Montpellier - Exercice attentat à l'aéroport de Montpellier Méditerranée !

Montpellier - Exercice attentat à l'aéroport de Montpellier Méditerranée !

Montpellier - Exercice attentat à l'aéroport de Montpellier Méditerranée !

Par Préfecture de l'Hérault , le 18 Mars 2022

Mercredi 9 mars 2022, la préfecture de l’Hérault a organisé, avec les différents acteurs de la sécurité et du secours dans le département, une simulation grandeur nature d’un attentat avec prise d’otages dans l’enceinte de l’aéroport de Montpellier Méditerranée.

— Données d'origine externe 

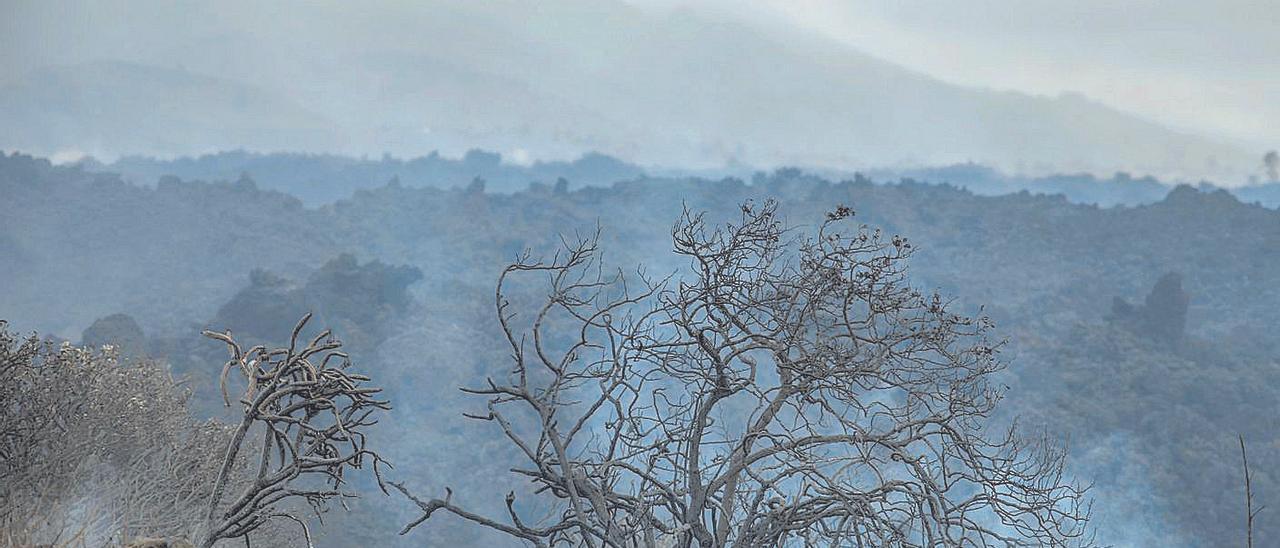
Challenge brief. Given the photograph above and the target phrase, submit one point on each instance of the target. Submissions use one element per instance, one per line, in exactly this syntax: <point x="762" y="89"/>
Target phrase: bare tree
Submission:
<point x="1249" y="514"/>
<point x="785" y="391"/>
<point x="311" y="415"/>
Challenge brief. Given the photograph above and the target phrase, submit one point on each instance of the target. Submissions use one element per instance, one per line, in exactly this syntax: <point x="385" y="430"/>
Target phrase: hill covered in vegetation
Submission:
<point x="1151" y="388"/>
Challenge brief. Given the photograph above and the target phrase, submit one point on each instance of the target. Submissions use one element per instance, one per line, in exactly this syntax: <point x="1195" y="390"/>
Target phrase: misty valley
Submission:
<point x="639" y="274"/>
<point x="1130" y="343"/>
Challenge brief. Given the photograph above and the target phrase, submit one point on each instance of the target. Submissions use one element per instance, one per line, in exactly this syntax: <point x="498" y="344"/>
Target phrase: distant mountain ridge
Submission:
<point x="656" y="88"/>
<point x="318" y="178"/>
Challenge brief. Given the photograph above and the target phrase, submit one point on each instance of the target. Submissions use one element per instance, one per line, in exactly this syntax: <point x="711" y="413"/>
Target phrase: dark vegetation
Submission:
<point x="1144" y="333"/>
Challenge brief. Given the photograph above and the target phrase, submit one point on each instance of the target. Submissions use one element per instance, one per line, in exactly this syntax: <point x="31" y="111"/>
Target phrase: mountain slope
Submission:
<point x="557" y="78"/>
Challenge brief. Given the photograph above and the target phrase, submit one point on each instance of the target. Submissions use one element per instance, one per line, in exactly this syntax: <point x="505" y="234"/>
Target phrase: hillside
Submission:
<point x="672" y="87"/>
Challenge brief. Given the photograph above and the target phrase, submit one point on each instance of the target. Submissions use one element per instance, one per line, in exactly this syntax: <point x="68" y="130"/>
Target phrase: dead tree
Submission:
<point x="784" y="391"/>
<point x="311" y="415"/>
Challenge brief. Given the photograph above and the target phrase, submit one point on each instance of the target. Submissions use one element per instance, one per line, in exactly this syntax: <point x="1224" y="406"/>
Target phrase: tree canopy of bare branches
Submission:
<point x="786" y="389"/>
<point x="311" y="414"/>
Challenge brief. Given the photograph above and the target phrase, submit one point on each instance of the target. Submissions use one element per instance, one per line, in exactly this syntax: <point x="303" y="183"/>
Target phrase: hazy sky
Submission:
<point x="1205" y="68"/>
<point x="1205" y="65"/>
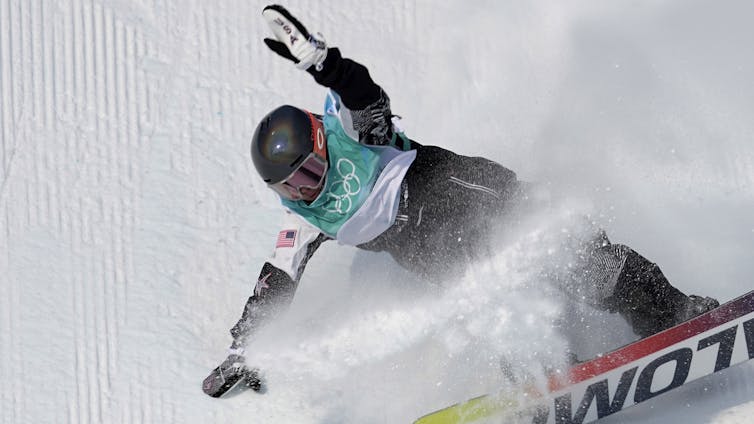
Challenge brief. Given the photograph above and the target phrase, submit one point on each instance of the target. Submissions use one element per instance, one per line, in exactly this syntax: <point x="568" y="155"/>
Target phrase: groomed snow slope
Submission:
<point x="133" y="227"/>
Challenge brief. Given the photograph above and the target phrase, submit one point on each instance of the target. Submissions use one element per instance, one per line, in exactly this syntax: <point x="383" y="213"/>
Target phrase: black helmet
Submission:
<point x="289" y="151"/>
<point x="284" y="138"/>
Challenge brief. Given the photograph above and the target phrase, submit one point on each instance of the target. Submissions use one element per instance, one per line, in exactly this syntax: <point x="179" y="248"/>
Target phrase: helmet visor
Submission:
<point x="309" y="175"/>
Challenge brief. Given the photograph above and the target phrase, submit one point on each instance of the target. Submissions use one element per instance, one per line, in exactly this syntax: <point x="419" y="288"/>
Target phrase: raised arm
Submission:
<point x="368" y="104"/>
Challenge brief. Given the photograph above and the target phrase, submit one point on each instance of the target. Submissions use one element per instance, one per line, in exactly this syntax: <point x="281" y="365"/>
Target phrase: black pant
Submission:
<point x="449" y="206"/>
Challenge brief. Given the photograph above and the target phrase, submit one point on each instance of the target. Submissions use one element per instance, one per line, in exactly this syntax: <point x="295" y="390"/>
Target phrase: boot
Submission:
<point x="645" y="298"/>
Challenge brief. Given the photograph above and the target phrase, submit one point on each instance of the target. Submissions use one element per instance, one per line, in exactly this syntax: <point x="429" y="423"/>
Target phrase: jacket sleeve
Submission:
<point x="278" y="279"/>
<point x="367" y="103"/>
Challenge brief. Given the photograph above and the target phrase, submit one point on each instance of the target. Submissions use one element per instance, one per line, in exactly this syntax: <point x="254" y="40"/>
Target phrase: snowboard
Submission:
<point x="612" y="382"/>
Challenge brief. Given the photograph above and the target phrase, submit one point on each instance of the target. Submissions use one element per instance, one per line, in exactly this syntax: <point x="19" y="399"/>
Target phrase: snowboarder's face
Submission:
<point x="305" y="183"/>
<point x="308" y="194"/>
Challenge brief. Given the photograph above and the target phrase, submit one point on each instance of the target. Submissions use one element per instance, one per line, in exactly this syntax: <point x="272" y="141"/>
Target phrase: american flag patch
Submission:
<point x="286" y="238"/>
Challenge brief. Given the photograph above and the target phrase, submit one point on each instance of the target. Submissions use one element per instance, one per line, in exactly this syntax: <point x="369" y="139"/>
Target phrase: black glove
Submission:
<point x="292" y="40"/>
<point x="232" y="376"/>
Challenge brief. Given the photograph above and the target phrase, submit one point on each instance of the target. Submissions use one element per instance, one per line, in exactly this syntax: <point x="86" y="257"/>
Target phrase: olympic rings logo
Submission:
<point x="341" y="191"/>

Cet exercice répondait à une demande nationale dans le cadre de la préparation des services de police, de gendarmerie et de secours à la gestion des attentats.

Les dispositions du plan ORSEC (Organisation de la Réponse de Sécurité Civile) dans son volet « Actes terroristes » ont pu être testées.

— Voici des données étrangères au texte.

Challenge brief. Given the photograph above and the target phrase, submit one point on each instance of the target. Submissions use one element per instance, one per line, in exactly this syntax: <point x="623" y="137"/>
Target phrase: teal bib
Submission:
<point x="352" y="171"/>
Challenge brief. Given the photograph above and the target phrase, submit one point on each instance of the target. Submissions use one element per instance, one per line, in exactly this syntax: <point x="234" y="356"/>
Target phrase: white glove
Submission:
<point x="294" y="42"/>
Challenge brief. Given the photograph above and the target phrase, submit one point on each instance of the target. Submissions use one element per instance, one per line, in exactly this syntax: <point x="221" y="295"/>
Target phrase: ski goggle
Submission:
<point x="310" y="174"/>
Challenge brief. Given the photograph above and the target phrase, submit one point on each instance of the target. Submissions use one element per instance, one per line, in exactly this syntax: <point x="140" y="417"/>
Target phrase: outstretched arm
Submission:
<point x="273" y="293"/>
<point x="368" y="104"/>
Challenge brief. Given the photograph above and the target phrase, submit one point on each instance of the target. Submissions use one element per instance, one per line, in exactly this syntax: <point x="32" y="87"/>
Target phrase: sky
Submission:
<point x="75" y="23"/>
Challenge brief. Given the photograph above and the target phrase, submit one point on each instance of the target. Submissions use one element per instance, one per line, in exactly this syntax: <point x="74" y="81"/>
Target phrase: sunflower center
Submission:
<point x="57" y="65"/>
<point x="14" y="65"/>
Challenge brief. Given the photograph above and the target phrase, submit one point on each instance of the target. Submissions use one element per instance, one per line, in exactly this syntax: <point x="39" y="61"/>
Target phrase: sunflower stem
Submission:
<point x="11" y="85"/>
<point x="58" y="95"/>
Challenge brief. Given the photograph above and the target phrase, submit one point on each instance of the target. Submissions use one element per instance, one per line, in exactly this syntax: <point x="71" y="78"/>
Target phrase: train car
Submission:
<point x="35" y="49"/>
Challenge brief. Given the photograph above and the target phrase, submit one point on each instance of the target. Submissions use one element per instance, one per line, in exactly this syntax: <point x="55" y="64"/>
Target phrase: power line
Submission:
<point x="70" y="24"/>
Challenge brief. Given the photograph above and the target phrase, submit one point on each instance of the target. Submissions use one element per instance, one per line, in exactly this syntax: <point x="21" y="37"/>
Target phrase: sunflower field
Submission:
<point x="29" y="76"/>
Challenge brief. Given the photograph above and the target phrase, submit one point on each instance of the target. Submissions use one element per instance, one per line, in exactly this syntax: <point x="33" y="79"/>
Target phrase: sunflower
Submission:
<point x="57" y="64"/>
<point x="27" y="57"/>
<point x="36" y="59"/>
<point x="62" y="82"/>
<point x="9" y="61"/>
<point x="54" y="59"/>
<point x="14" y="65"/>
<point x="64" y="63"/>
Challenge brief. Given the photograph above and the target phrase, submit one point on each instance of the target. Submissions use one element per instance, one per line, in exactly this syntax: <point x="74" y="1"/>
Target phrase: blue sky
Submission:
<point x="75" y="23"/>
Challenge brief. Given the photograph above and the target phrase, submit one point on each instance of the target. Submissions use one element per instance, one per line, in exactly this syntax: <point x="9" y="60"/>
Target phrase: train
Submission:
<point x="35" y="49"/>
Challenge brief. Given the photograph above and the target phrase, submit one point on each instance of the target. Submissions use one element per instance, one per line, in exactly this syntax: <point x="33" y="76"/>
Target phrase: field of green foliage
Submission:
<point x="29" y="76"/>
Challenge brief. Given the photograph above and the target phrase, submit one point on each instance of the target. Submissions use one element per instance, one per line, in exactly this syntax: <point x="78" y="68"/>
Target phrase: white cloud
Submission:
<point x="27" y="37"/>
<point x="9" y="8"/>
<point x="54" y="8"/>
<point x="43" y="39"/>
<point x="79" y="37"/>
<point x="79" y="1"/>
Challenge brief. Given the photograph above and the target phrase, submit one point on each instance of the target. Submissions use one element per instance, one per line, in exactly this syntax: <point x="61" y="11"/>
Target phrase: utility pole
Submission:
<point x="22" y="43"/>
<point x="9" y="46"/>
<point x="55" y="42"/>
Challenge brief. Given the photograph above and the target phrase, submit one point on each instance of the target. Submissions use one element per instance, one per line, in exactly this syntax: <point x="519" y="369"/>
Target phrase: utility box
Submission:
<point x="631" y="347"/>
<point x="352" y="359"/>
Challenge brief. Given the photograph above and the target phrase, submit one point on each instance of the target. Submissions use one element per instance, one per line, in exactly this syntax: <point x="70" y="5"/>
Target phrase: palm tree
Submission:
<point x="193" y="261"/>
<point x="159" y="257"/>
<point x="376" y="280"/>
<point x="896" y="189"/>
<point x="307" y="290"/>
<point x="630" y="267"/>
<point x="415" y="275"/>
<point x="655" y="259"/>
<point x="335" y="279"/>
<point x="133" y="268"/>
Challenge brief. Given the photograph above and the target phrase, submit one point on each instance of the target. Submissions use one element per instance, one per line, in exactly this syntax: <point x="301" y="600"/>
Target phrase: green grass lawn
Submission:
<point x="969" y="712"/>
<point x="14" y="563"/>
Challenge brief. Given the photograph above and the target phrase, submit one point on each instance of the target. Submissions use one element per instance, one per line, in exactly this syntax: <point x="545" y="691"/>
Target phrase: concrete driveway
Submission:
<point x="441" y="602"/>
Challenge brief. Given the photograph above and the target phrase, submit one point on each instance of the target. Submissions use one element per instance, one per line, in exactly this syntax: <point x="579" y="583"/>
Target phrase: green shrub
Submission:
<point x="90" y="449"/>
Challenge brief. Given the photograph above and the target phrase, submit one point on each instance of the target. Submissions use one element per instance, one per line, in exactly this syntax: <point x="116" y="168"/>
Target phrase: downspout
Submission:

Ce plan prévoit de mettre en œuvre, sur le lieu d’une attaque, tous les moyens nécessaires afin de neutraliser une menace dans des délais rapides et de prendre en charge des victimes dans les conditions les plus sécurisées possibles (procédure NOVI).

 

Objectifs :

- Tester les dispositions du plan départemental « Actes terroristes » validé par le préfet de l’Hérault en 2017.

-  Mettre en œuvre toute la chaine d’intervention. L’exploitant de l’aéroport, premier maillon de cette chaîne, va déclencher son plan « urgence-attentat » qui définit les modalités de transmission de l’alerte et de mise en sécurité des personnes.

è                    - Assurer la gestion de crise. Le préfet de l’Hérault active le plan ORSEC et prend la direction des opérations. Un Centre Opérationnel Départemental (C.O.D.) est activé en préfecture. Il s’agit de l’organe de décision en situation de crise. Un Poste de Commandement des Opérations (PCO) établi sur le terrain assure la coordination des actions, la liaison, ainsi que les remontées des informations avec le COD.

 

Moyens engagés : pour cet exercice environs 300 personnes ont été mobilisées.

 

--> Forces de sécurité

 

-          Gendarmerie : 69 militaires de la Gendarmerie des transports aériens (BGTA), du peloton de surveillance et d'intervention de la gendarmerie (PSIG), du groupe d’intervention de la gendarmerie (GIGN) et de l’escadron départemental de sécurité routière (EDSR).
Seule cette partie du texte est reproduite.